Before the battle, Japanese General Tomoyuki Yamashita had advanced with approximately 30,000 men down the Malayan Peninsula in the Malayan campaign. The British erroneously considered the jungle terrain impassable, leading to a swift Japanese advance as Allied defences were quickly outflanked. The British Lieutenant-General, Arthur Percival, commanded 85,000 Allied troops at Singapore, although many units were under-strength and most units lacked experience. The British outnumbered the Japanese but much of the water for the island was drawn from reservoirs on the mainland. The British destroyed the causeway, forcing the Japanese into an improvised crossing of the Johore Strait. Singapore was considered so important that Prime Minister Winston Churchill ordered Percival to fight to the last man.
The Japanese attacked the weakest part of the island defences and established a beachhead on 8 February. Percival had expected a crossing in the north and failed to reinforce the defenders in time. In addition, Percival had spread his forces across a thin perimeter along the entire Singaporean coastline and failed to maintain a suitable reserve force. Communication and leadership failures beset the Allies and there were few defensive positions or reserves near the beachhead. The Japanese advance continued and the Allies began to run out of supplies.
By 15 February, about a million civilians were crammed into a tight area remaining under Allied control, 1 percent of the island. Around 7,000 of Singapore's civilians had died in the fighting by this point, not including the hundreds killed in earlier bombing raids. Japanese aircraft continuously bombed the civilian water supply which was expected to fail within days. By this point, Allied supplies were nearly empty, with sections of the city descending into chaos. The Japanese were also near the end of their supplies and Yamashita wanted to avoid costly house-to-house fighting.

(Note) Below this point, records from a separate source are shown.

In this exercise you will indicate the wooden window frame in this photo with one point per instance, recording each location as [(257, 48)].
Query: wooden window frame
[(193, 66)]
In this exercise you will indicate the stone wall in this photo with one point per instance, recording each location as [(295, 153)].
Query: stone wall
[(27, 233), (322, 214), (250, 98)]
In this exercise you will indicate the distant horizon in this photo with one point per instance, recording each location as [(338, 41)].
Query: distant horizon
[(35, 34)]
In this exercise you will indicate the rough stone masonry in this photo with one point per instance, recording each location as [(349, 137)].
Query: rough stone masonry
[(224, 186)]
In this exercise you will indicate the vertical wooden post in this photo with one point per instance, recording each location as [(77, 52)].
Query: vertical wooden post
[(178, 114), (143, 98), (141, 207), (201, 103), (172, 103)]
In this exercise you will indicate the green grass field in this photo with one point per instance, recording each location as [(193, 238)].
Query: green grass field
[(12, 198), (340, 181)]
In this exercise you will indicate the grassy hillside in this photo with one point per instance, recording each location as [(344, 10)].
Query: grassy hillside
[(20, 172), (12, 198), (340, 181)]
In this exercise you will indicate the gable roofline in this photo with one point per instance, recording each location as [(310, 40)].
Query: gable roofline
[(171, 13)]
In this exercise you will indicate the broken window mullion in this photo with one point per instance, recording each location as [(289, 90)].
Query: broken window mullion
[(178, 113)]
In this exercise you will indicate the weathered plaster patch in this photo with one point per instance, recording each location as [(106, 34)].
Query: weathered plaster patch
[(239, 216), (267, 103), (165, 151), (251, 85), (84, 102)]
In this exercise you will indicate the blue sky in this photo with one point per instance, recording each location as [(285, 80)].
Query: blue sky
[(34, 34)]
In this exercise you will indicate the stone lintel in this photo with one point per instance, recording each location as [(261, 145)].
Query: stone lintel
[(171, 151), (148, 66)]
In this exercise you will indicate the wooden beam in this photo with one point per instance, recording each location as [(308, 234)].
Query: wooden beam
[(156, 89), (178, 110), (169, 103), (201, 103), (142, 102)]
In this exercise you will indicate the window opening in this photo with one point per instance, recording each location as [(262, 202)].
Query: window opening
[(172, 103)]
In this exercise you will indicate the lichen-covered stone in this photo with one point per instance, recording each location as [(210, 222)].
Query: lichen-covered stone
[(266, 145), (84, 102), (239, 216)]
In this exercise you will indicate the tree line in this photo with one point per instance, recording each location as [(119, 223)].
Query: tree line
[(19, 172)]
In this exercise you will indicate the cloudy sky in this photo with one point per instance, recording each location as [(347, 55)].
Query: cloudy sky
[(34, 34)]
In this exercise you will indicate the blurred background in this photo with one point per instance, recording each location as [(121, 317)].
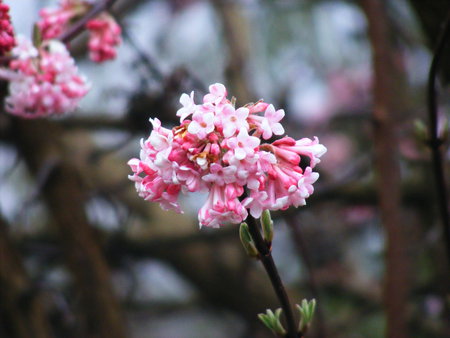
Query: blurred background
[(81, 255)]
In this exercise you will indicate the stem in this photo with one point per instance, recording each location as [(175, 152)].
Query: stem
[(300, 245), (435, 142), (78, 27), (271, 269)]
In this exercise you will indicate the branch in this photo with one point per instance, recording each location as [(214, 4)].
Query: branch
[(266, 259), (436, 142), (78, 27), (388, 101)]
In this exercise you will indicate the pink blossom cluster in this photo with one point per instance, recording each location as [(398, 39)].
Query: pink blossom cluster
[(225, 150), (105, 33), (7, 40), (54, 21), (43, 81)]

For the second time since the battle began, Yamashita demanded unconditional surrender and on the afternoon of 15 February, Percival capitulated. About 80,000 British, Indian, Australian and local troops became prisoners of war, joining the 50,000 taken in Malaya; many died of neglect, abuse or forced labour. The Japanese held Singapore until the end of the war. About 40,000, mostly conscripted, Indian soldiers joined the Indian National Army and fought with the Japanese in the Burma campaign. Churchill called it the worst disaster in British military history. The fall of Singapore, along the fall of Hong Kong and the sinking of Prince of Wales and Repulse, both two months earlier, and other defeats in 1941–1942, both severely and permanently undermined British prestige in Asia, which contributed to the end of British colonial rule in the region after the war.